GET /api/process-designer/capabilities{scriptingEnabled, aiAssistEnabled, canAuthorScript, verifyKinds, verifyFields} (gated by PROCESS_DESIGN_VIEW) tells the designer whether to show the script editor and the AI assist panel, which scan-verify kinds the Verify picker offers (["barcode","sku","location","skuScan","order","asn"]), and the per-kind resolvable field catalog (verifyFields, scalar fields and object fields with drill-down sub-fields) that drives the step-by-step Verify dialog's field rows in step 2.

New compose env on process-designer: OPENWCS_PROCESS_SCRIPTING_ENABLED (default false), ANTHROPIC_API_KEY (opt-in), OPENWCS_PROCESS_ASSIST_MODEL.

Instance monitoring (Phase 2)

A read-only desktop Process instances screen (Engineering, ADMIN / SUPERVISOR, route /process-instances) lists process instances newest-first with a detail pane (the data object, the current step, and the step trail). It is backed by GET /api/process-designer/instances?processKey=&status=&warehouseId=&limit= (summaries) plus the existing GET /api/process-designer/instances/{id} (detail).

Seeded example processes

Two ACTIVE processes ship via Flyway so the feature is demoable end to end out of the box.

Stock Check (stock-check)

The service seeds an ACTIVE Stock Check process: scan location → scan SKU → count → txlog.post records a StockCounted event → acknowledge. It is a worked example of screens + a curated task in one flow.

Its data object contains the following fields:

Variable Type Purpose
location location Resolved location (typed)
sku sku Resolved SKU (typed)
qty number Counted quantity
skuBarcode string Raw barcode value scanned for the SKU
LocationCode string Location code as scanned
LocationBarcode string Raw barcode value scanned for the location
HUBarcode string Handling-unit barcode as scanned
HUCode string Handling-unit code as scanned

The five string variables (skuBarcode, LocationCode, LocationBarcode, HUBarcode, HUCode) capture the literal scanned codes before and alongside the resolution performed by the verify block; they are available to downstream tasks and {{placeholder}} text. Fresh installs receive them via the V1 seed; existing installations pick them up via the idempotent V3 migration.

Stock Count — reference (stock-count-ref)

A richer reference process that exercises the full designer toolkit end to end: verify, lookup, compute, and decision. Its own process key (stock-count-ref) means it never clobbers stock-check or a user's drafts. It ships as V4 Flyway migration and is idempotent on re-run.

Flow: scan + verify a location → scan + verify a SKU (skuScan) → inventory.lookup expected on-hand → operator enters counted quantity → compute a match flag → decision that posts the count when matched or loops back to the count screen for a recount.

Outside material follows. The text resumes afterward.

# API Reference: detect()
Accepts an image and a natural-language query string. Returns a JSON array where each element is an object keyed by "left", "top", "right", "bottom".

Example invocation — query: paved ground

The recount tolerance in the compute step is: match = qty == expectedQty or qty == prevCount — a count that equals either the system expected quantity or the previous count (confirming recount) is treated as a match. The compute step also advances prevCount = qty each pass through the loop so the tolerance remains meaningful across multiple recounts.

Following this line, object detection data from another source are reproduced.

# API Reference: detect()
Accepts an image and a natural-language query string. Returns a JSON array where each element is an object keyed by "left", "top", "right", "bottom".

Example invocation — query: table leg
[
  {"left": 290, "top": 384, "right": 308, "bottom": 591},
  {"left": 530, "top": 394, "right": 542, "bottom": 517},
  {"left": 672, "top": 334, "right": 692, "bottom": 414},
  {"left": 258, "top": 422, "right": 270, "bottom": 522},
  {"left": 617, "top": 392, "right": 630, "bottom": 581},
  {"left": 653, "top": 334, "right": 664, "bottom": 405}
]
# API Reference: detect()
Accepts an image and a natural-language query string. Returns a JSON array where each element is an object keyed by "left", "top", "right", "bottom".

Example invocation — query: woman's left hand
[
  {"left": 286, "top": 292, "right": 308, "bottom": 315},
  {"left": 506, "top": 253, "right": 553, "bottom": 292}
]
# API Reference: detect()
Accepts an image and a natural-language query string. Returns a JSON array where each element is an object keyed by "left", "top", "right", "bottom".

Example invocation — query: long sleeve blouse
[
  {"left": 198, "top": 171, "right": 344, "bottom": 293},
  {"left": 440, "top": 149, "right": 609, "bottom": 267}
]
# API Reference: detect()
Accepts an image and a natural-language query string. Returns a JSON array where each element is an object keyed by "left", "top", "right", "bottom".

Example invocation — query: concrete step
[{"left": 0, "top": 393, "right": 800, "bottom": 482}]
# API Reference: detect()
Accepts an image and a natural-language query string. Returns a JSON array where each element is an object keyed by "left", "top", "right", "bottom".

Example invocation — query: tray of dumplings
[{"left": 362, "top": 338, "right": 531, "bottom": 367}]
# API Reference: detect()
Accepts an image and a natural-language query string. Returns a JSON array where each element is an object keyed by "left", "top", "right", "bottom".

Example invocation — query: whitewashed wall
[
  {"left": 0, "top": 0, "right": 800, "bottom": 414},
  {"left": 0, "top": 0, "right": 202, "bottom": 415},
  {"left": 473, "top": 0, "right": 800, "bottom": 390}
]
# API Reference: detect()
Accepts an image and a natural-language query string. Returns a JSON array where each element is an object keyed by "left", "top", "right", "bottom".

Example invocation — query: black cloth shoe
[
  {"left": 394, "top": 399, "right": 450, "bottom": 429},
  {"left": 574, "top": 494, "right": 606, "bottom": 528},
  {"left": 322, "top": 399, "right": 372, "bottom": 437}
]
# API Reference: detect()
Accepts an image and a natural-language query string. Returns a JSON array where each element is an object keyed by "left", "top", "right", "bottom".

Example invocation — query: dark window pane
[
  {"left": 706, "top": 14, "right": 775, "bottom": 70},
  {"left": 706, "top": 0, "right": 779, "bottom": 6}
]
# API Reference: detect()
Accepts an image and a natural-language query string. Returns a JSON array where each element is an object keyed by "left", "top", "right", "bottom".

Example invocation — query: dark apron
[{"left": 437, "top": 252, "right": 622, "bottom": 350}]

Its data object contains the following fields:

Variable Type Purpose
locationScan string Raw location barcode/code as scanned
locationId location Resolved location UUID (via verify kind: location)
locationCode string Resolved location code (used in downstream {{locationCode}} placeholders)
skuScan string Raw SKU barcode/code as scanned
skuId sku Resolved SKU UUID (via verify kind: skuScan)
uom string Matched unit of measure code
expectedQty number Expected on-hand from inventory.lookup
qty number Operator-entered counted quantity
prevCount number Quantity from the previous count pass (for recount tolerance)
match boolean Computed flag: true when qty == expectedQty or qty == prevCount
eventId string Event ID returned by txlog.post on a successful count

Internationalisation

The designer and runtime are translated for German, French, Spanish, and Chinese (see Internationalisation).

See Mobile Process Designer for the full design-detail reference (model, screen-step config, API surface), Services for the service summary, Security for the identity-forwarding model, and Transport Overview / Slotting and Replenishment for the endpoints the curated tasks drive.